OH!!! How sweet. I can't wait to see more and more. I want to smooch that face.


----------



## cowgirl928 (Feb 4, 2012)

She is darling  give her a kiss on the nose for me!


----------



## Cowgirls Boots (Apr 6, 2011)

More pictures to come!!
_Posted via Mobile Device_


----------



## Casey02 (Sep 20, 2011)

Cant wait to see more!


----------



## Cowgirls Boots (Apr 6, 2011)

Well today we went out to catch her to bring her in for dinner and she was acting odd and not like herself. She was no where's near her buddy Jagger but was hanging out with another horse in the field. Anyway she was being impossible to lead and reared up on my boyfriend. It may be that time of the month for her too, though. She was walking around with her tail up and to the side but I didn't visibly see any blood. Or she was probably being buddy sour because we were taking her away from her new friend. Oh well, was going to try riding her today again but decided that probably wasn't the best approach. Lol. 
Moose and jagger also seemed a bit weird today as well. 

Hopefully tomorrow will be alot better!
_Posted via Mobile Device_


----------



## Lexiie (Nov 14, 2011)

She looks so awesome! What a sweetie!!


----------



## Cowgirls Boots (Apr 6, 2011)

UPDATE- so, she's in heat. Anyone have any expierences with mare magic?! She is a royal you-know-what in heat.....****
_Posted via Mobile Device_


----------



## Cacowgirl (Feb 19, 2011)

Tincture of time is good. It's spring-lot of horses are acting weird. I'm lucky-my mare doesn't seem to change much through her cycles. My gelding is definetely buddy sour-we are working on that.


----------



## AndreaSctlnd (Jan 17, 2012)

How often do mares come in to heat?


----------



## Cowgirls Boots (Apr 6, 2011)

UPDATE- so today she had a longgggf lesson of standing still and not pawing like an idiot on the cross ties. It took awhile for her to get it but she did really well. We will have to work again on that tomorrow. 

She also rears when you put alot of pressure on her face...she did it on me again today and she got some work out on the lunge after that. 

That was also my first time lunging her and she did GREAT! Even on her blind side. 

Then we worked on standing at the mounting block again and she was being pretty good so I hopped on her and she is still pretty sensitive from being in heat but she did wonderfully. 
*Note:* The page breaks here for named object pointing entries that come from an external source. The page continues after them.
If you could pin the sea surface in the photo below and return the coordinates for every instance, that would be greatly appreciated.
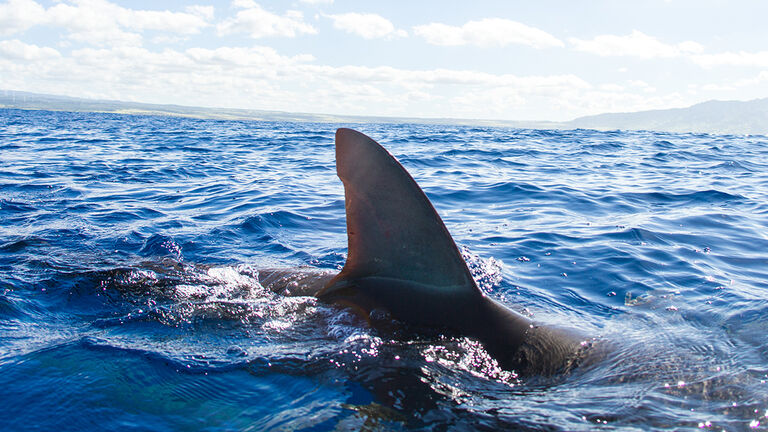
(130, 248)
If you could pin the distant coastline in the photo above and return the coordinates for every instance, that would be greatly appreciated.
(716, 117)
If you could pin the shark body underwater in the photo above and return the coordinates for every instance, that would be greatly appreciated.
(402, 261)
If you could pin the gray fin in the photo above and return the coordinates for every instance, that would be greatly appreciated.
(392, 229)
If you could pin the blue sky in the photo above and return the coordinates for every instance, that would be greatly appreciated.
(513, 60)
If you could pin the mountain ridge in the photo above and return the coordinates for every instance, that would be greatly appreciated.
(714, 116)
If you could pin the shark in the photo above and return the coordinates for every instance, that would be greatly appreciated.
(403, 262)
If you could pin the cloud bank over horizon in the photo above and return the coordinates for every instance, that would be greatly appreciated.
(364, 58)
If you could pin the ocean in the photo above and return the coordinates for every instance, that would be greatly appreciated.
(130, 247)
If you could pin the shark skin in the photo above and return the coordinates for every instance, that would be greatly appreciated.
(402, 260)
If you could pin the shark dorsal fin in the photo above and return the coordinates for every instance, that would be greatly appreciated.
(392, 229)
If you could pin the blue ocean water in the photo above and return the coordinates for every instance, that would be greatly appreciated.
(130, 245)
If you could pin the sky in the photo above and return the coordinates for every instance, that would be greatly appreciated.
(505, 60)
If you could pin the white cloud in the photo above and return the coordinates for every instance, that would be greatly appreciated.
(19, 15)
(487, 32)
(204, 12)
(238, 76)
(636, 44)
(366, 25)
(741, 58)
(259, 23)
(100, 22)
(18, 50)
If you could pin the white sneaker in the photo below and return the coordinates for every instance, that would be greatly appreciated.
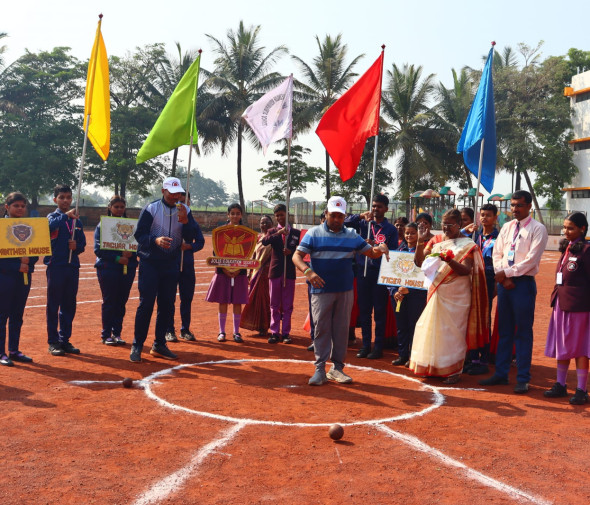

She probably won't want anything to do with me tomorrow but hopefully she learned something useful today!
_Posted via Mobile Device_


----------



## Casey02 (Sep 20, 2011)

atleast you dont let her get away with those things!


----------



## Susan Crumrine (Oct 5, 2009)

Flopsy is adorable. I am glad you are being firm and making her mind. I can't wait for updates..


----------



## Cowgirls Boots (Apr 6, 2011)

Haha thanks! It's hard because I feel bad having to be so tough with her but rearing is a bigggg no no. I think it's partially my fault though because when she's bad I give a quick tug on her halter with a firm 'eh' and If she is still acting up I hold on longer which then she kinda does a rear but it's like she backs up really fast on her hind legs and goes up. But whatever, it's still a no no and she gets lunged. You would think she would figure out its just easier to be good!  but then again she was a pasture puff for a year or more so I'm sure I'd probably act the same way if I were her ****. 

But I think she Is trained really well because she's super responsive to leg aids and the two times I've rode her it was only In a halter and lead...I haven't even put a bridle or saddle on her yet. I think being in a halter and lead rope alone for her first time in a year is saying alot. And her jumps are so scopey it's great. She's going to make a cute little pony in the end! 

And this is the official-ish Flopsy update thread so I will definitely be keeping everyone updated !!

Here's a picture from yesterday when I rode her for a bit. 









How do i look on her? She looks so skinny in this picture. Lol my legs hide her fat tummy.
_Posted via Mobile Device_


----------



## Lexiie (Nov 14, 2011)

I'm so glad she has a good home!
You two look so cute together !
_Posted via Mobile Device_


----------



## Cowgirls Boots (Apr 6, 2011)

Thanks lexiie!!
So today's update-

She was in a 60 acre pasture with 9+ other horses and she was super buddy sour with one of the other horses that was low on the totem pole and long story short Flopsey was really getting beat up bad in there so we moved her to another field with some of the older guys and a baby and she's getting Along great in there. At first it was a total disaster and she was freaking out, pawing at the gate and running the fence line but she soon calmed down and they all started to get along. I think it's only a matter of time though before she latchs onto another horse and becomes buddy sour with them because that seems to be the pattern going with her. 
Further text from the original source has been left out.